Du côté des opérateurs de terrain – les sociétés publiques de logement agréées – on reconnaît volontiers une prise de conscience et un effort de la part des autorités de tutelle mais, les budgets alloués restent encore bien insuffisants. En quatre ans, la Flandre a investi 670 millions d'euros dans le logement social, la Région wallonne y a consacré 173 millions d'euros et la Région bruxelloise 200 millions d'euros pour rénover environ 17 000 logements sociaux. Mais, cette enveloppe couvre aussi bien les travaux d'entretien, de rénovation ou encore de construction.

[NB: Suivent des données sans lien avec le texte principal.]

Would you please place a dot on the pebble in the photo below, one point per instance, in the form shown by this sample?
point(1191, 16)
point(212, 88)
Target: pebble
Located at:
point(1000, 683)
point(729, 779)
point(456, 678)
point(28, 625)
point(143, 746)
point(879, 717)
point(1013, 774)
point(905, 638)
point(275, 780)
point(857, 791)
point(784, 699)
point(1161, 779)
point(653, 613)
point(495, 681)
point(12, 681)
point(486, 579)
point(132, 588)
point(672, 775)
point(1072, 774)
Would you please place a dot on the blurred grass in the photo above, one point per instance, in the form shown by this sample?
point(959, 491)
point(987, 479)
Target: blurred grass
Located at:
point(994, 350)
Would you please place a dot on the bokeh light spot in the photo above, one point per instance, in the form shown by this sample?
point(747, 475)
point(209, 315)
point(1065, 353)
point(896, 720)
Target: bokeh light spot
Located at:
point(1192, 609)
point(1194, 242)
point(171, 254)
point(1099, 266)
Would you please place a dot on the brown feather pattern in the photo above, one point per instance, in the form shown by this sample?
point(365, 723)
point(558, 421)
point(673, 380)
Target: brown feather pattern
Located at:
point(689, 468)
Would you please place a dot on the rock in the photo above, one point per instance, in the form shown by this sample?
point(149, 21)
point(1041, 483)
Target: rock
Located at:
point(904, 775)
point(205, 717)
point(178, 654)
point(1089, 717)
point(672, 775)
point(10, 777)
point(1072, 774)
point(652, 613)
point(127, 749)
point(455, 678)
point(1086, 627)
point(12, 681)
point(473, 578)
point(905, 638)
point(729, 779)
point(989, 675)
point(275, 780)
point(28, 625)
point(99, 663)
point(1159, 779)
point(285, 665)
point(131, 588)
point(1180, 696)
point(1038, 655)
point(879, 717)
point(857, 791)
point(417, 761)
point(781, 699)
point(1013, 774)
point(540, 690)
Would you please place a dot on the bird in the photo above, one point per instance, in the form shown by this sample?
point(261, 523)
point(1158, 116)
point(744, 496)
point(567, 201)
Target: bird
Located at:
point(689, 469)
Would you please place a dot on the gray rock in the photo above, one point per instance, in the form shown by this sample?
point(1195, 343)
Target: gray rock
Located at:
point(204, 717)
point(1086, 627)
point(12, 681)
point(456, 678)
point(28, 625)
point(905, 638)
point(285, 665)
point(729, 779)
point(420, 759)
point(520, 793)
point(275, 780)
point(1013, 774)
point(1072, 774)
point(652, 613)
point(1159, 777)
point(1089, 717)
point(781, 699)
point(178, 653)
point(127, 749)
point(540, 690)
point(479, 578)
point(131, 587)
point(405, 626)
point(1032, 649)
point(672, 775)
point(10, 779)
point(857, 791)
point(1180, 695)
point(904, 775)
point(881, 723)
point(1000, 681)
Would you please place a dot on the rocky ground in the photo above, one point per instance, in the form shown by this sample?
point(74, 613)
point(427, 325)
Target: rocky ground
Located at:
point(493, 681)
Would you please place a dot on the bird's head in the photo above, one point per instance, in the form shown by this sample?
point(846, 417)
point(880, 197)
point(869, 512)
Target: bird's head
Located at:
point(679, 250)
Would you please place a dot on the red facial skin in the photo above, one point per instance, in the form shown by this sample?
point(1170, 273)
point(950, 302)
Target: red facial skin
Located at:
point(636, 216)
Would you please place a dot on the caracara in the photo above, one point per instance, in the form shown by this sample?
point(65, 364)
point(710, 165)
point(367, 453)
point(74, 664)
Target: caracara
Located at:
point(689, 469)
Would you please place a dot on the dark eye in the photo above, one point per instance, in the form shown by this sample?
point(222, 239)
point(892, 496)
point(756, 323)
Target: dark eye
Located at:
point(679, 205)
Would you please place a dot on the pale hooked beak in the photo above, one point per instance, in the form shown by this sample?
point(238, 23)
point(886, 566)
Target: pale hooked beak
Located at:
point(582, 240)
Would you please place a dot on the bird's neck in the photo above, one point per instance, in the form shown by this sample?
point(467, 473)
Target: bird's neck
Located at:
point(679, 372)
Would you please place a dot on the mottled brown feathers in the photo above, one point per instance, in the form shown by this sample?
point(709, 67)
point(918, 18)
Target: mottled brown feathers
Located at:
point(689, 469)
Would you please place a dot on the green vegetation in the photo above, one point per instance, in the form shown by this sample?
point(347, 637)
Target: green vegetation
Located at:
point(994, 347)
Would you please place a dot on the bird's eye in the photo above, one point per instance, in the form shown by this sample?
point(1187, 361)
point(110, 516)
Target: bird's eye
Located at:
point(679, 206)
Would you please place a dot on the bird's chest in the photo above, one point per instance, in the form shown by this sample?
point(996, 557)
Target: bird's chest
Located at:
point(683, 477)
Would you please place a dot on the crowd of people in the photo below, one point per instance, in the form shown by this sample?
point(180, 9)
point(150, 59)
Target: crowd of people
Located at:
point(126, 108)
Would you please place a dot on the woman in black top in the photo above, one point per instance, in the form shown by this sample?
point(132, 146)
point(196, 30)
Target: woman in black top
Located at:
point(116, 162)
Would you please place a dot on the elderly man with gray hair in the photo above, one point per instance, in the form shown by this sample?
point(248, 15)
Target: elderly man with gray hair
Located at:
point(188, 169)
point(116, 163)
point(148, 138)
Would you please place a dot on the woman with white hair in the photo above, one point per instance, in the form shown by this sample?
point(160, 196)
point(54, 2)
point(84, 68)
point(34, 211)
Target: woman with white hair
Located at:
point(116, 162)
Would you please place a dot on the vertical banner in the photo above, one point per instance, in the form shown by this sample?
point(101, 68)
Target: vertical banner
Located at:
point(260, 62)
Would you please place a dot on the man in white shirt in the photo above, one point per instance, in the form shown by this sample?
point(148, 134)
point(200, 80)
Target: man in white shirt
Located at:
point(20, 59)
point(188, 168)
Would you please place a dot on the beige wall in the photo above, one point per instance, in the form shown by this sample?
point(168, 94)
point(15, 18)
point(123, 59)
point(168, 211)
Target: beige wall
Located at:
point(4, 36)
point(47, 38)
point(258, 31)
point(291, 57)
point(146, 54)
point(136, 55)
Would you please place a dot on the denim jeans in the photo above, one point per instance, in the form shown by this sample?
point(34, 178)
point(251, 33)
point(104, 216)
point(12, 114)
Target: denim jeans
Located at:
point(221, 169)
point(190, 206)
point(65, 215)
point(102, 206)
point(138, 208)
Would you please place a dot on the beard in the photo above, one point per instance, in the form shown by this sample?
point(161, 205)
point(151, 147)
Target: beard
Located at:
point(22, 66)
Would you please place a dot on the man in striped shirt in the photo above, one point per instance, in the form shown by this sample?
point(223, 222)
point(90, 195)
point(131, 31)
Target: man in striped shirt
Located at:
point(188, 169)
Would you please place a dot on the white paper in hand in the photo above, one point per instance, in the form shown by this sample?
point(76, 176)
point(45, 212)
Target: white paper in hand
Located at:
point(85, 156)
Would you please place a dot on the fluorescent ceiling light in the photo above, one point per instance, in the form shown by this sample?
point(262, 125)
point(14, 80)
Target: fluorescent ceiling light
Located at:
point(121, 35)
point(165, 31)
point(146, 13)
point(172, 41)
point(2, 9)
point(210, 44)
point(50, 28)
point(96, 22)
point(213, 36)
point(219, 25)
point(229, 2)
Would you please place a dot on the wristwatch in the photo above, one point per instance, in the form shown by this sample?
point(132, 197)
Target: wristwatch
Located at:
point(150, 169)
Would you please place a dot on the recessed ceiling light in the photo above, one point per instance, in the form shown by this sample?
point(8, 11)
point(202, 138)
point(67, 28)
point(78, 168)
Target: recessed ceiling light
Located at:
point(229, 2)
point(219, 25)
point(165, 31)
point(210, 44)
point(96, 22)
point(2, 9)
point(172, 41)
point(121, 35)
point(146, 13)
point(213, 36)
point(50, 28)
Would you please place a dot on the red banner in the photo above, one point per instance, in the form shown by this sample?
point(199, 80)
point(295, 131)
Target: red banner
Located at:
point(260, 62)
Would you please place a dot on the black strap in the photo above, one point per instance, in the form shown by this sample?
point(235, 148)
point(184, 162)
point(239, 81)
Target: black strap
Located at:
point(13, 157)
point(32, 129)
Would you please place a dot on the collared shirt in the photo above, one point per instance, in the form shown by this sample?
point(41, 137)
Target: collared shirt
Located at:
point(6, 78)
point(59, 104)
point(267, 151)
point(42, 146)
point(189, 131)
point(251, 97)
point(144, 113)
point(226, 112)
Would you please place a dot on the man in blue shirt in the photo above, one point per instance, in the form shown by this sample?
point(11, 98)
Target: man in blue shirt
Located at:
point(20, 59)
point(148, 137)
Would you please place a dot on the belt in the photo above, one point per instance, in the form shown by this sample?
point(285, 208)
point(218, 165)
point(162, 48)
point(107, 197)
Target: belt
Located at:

Une manne de 1 milliard d'euros
Face à ce constat et poussé dans le dos par le récent drame de l’incendie de la cité des mésanges à Mons, le gouvernement wallon, à l'initiative du ministre wallon du Logement Michel Daerden (PS), vient de permettre à la SWL de réaliser un emprunt notamment auprès de la Banque européenne d'investissement, sous la garantie de la Région, destiné à financer un programme exceptionnel visant à la sécurisation et à la salubrité de ce parc locatif. Le montant s'élève à un peu plus de 1 milliard d’euros, dont 400 millions sont réservés à des actions en province de Liège. Cette somme permettra de remettre en état plus de 35.000 logements, parmi lesquels près de 15 000 liégeois. Le programme est sans aucun doute l'un des plus ambitieux de la législature. Et parce que le gouvernement veut aller vite, il s'étalera sur cinq petites années (2004-2008). Le programme se décline en trois volets. Il y a d'abord ce que le ministre du Logement a dénommé les « déconstructions », autrement dit les démolitions. Pour certains bâtiments en effet, il est plus coûteux de les rénover que de les démolir. Beaucoup de logements sociaux datent de l’après-guerre, voire même d’avant, dans les années 20. Les revenus locatifs des sociétés de logements de services publics ne suffisent pas pour réaliser d'importants investissements. On assiste à la création de poches de logements qui deviennent insalubres. Nombreuses sont les habitations qui ne disposent pas des commodités jugées normales aujourd'hui. Sanitaires, toitures, carrelages, installations électriques... sont souvent insuffisants ou même carrément obsolètes. Il en va de même au niveau des équipements dans les communs, comme l'éclairage, les cages d'ascenseurs, etc.
Une majorité de bâtiments seront en outre sécurisés ; le souvenir du récent drame de Mons est évidemment encore dans toutes les mémoires. Avec ce projet, Michel Daerden entend aussi changer les mentalités au sein des sociétés locales de logement en leur demandant, notamment, de désormais provisionner une partie de leurs recettes locatives parce qu'il n'est pas question pour le ministre du Logement de recommencer cette opération dans dix ans. Le secteur de la construction, lui, se frotte les mains. Selon les estimations des experts, les multiples chantiers qui vont s'ouvrir permettront de donner du travail à 3 200 équivalents temps plein pendant cinq ans.

Catherine Morenville

1 Les Flamands viennent en tête : 72 % d'entre eux sont propriétaires de leur logement (+14,1 % par rapport à 1991) contre 68,1 % dans le cas des Wallons (+9,7 %) et seulement 41,3 % à Bruxelles (+8,5 %). Comparativement aux autres grandes villes et à leur score moyen de 47,8 %, la capitale est bonne dernière : Anvers totalise 53,1 % de propriétaires, Gand 53,2 %, Charleroi 58,2 % et Liège 49,3 %.